Un douloureux calvaire jusqu’à Ravensbrück

Tenace et résolue comme bon nombre des gens du Nord où elle est née, Marcelle Lecerf, de son nom de jeune fille, arrive à Cherbourg en avril 1940 et travaille comme cuisinière dans un cours complémentaire.

Deux mois après, avec d’autres réfugiés et les enfants des écoles de Cherbourg, elle rejoint Saint-James où elle n’hésite pas à servir la cause de la Résistance. Le camouflage d’un parachutiste anglais dès 1941 lui attire des ennuis avec dénonciation deux ans plus tard.

Arrêtée malgré un grave handicap de naissance le 23 mai 1943 à Saint-James, elle est emprisonnée à Granville, Caen, Saint-Lô puis Fresnes. Elle y subit de durs interrogatoires, mais le souvenir de son père, racontait-elle, tué par les occupants allemands en 1914, lui permet de tenir bon.

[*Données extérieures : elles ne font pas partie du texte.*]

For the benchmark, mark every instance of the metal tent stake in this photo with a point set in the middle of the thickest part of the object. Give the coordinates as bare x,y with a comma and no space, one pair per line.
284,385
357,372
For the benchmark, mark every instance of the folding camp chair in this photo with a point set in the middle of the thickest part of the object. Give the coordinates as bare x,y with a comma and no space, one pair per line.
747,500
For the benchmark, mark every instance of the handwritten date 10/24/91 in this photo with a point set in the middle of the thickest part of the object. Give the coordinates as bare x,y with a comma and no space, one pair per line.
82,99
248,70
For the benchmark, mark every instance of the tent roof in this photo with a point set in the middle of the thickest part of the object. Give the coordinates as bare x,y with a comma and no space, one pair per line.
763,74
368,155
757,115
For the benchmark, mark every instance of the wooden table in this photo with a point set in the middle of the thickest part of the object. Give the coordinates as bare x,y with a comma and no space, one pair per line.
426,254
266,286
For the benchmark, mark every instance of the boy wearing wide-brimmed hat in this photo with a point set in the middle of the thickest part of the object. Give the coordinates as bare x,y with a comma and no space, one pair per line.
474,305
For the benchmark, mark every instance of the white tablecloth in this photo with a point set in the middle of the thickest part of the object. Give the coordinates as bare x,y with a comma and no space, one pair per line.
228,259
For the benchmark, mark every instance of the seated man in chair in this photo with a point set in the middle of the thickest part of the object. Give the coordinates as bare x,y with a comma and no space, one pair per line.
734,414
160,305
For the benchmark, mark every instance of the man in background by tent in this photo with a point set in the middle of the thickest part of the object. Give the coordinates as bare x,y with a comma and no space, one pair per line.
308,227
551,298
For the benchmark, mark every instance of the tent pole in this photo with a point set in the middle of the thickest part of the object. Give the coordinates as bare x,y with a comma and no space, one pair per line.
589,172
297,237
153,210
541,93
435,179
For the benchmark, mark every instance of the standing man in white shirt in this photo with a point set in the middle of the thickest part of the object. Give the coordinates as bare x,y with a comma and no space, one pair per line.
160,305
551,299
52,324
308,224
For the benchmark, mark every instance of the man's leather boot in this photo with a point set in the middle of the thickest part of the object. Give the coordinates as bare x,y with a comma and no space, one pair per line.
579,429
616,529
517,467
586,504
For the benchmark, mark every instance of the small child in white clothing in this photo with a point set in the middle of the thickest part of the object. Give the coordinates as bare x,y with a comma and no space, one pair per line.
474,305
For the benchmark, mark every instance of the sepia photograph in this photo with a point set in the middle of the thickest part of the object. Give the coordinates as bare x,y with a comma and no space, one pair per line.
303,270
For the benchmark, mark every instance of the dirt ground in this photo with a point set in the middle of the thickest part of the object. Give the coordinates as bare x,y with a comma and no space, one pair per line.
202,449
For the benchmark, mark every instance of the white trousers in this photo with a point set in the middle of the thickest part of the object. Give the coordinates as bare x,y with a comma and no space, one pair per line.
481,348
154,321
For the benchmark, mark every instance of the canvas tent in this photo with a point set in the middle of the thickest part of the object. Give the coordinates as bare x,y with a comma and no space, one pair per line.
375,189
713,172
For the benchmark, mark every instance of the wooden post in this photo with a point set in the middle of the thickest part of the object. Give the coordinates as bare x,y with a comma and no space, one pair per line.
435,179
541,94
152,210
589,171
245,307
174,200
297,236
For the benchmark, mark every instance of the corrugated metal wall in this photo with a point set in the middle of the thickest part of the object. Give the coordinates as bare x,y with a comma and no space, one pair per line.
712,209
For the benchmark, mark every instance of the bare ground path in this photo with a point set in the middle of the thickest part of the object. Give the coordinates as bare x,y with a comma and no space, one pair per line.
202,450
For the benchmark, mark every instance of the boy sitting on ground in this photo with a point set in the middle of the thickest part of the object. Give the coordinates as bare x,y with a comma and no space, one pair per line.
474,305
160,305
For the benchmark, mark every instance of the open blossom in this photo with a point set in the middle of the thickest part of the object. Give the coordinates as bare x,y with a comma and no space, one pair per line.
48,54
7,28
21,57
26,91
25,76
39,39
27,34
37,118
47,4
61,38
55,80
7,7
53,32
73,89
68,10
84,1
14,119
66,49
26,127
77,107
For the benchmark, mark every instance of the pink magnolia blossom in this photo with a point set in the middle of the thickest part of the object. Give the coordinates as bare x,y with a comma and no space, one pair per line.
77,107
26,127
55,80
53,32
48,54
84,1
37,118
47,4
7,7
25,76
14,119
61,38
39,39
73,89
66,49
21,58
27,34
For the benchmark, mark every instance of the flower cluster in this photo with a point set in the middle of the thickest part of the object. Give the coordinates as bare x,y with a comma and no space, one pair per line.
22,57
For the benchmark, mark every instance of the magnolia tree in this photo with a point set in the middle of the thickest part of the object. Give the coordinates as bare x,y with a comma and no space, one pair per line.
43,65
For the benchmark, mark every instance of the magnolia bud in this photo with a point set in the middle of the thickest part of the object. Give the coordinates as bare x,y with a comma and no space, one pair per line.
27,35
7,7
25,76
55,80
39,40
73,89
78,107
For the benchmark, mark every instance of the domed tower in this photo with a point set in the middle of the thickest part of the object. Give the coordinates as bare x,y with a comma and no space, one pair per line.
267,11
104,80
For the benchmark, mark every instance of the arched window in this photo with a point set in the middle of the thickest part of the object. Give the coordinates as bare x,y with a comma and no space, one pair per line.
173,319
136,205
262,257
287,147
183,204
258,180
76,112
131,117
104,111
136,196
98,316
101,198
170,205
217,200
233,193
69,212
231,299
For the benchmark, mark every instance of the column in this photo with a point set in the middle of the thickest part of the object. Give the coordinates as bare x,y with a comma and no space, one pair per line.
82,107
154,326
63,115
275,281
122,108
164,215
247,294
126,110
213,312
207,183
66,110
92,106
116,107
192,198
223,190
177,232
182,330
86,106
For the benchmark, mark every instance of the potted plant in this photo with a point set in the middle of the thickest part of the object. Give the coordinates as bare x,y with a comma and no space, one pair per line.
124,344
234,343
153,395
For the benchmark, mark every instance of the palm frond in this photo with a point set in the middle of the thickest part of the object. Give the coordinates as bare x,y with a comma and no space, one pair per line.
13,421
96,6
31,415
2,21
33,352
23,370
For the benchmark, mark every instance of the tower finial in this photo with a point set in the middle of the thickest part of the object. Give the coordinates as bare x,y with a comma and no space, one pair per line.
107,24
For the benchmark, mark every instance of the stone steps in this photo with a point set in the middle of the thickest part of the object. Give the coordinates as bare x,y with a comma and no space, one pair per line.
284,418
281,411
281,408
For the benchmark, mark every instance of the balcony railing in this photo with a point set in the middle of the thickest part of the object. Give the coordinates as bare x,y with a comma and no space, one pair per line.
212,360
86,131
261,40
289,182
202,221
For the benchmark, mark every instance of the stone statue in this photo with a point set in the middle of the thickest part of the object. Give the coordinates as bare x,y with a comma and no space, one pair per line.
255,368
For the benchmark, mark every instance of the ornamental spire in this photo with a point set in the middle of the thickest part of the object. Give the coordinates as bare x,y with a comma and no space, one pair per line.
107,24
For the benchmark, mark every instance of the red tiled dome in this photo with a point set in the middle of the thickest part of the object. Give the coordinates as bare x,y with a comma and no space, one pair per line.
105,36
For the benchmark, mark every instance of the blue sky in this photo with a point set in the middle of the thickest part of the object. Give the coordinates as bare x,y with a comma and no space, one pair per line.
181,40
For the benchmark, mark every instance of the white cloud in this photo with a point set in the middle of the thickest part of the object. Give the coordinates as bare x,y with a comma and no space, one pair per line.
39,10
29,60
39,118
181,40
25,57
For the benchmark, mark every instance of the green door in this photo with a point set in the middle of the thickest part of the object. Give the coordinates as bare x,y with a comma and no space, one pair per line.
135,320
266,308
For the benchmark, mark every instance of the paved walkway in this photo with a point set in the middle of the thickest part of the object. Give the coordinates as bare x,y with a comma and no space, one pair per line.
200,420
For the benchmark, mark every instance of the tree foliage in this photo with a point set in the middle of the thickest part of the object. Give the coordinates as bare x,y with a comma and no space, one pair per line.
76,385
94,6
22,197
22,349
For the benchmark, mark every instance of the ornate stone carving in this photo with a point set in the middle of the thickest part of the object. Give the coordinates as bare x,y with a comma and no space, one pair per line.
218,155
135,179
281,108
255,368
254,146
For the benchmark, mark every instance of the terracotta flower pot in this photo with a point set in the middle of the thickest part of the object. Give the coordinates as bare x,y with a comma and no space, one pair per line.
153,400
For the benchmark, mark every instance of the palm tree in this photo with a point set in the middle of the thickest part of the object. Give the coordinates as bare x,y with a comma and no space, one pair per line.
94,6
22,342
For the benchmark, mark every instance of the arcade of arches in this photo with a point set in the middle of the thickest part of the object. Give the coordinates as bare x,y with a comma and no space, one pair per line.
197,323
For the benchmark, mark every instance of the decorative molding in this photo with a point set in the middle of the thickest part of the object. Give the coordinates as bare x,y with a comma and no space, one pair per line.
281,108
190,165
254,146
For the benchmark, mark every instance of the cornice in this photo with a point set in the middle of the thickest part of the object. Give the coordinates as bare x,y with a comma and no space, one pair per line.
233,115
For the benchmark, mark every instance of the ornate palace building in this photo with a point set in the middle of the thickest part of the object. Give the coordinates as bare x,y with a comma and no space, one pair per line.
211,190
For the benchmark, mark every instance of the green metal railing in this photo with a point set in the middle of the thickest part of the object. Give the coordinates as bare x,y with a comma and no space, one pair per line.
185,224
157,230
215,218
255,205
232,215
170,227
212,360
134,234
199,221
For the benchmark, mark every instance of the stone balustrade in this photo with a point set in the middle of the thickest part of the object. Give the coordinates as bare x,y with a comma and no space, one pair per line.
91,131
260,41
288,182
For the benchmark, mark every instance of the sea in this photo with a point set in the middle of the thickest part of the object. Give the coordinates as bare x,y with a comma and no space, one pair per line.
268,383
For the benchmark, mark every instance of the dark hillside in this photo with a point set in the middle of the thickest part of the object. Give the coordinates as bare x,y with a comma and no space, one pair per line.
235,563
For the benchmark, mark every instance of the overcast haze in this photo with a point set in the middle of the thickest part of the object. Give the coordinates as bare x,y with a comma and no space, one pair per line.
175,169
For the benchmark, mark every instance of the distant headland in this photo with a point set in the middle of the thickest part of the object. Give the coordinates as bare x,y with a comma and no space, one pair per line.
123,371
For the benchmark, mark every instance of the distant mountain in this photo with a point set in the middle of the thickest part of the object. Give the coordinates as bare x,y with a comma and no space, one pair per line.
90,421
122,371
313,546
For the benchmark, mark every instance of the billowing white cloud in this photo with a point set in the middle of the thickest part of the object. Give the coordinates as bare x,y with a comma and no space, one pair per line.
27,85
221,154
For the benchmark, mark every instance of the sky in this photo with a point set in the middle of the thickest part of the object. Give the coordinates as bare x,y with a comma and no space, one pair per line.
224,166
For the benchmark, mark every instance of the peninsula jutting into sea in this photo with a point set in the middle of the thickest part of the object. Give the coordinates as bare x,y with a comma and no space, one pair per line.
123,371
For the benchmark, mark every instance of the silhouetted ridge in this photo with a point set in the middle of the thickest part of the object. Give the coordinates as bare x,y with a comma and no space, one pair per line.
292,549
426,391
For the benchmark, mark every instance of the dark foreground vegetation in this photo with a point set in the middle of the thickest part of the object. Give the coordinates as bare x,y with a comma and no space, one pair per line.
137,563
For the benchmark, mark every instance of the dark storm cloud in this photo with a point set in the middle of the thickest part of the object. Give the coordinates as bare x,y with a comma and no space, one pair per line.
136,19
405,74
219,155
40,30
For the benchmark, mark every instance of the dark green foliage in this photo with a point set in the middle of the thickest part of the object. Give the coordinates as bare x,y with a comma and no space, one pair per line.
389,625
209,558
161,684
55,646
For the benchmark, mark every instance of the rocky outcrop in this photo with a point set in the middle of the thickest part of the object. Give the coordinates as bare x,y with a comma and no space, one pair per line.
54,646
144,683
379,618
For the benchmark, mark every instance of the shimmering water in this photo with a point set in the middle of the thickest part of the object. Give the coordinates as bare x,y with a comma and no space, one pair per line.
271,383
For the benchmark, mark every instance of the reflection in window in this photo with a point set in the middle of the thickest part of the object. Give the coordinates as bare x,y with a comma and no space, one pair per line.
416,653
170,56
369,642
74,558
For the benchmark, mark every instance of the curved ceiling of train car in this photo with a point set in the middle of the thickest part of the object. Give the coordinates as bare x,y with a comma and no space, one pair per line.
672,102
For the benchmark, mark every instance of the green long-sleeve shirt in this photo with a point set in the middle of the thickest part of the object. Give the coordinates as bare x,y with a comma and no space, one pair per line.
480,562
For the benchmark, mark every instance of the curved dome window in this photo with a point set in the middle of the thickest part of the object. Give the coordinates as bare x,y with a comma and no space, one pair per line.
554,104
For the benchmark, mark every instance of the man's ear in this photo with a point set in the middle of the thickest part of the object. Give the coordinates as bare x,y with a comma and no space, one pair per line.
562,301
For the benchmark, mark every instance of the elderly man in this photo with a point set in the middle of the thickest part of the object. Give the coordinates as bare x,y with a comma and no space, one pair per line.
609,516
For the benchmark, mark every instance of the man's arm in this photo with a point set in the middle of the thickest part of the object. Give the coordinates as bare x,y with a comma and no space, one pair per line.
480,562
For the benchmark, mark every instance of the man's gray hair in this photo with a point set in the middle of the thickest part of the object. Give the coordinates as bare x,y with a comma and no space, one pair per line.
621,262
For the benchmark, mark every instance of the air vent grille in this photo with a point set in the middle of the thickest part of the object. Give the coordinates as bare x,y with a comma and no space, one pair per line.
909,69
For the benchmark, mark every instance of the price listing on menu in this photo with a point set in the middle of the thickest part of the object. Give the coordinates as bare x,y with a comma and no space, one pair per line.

Elle est déportée à l’été 44 en Haute Silésie, puis en octobre à Ravensbrück gardée par les femmes S.S. qui « cravachent les détenues voulant se soustraire du travail ». Elle n’en est libérée que le 23 avril 1945 avec quelques survivantes sur une initiative de la Croix-Rouge suédoise et rentre en juin 1945 à Saint-James. Elle y épouse le 23 avril 1946 un ancien prisonnier de guerre, M. Baudron, et continue à animer les différentes associations de déportés et de résistantes.

  • Source : Dictionnaire des personnages remarquables de la Manche, tome 4, sous la direction de René Gautier.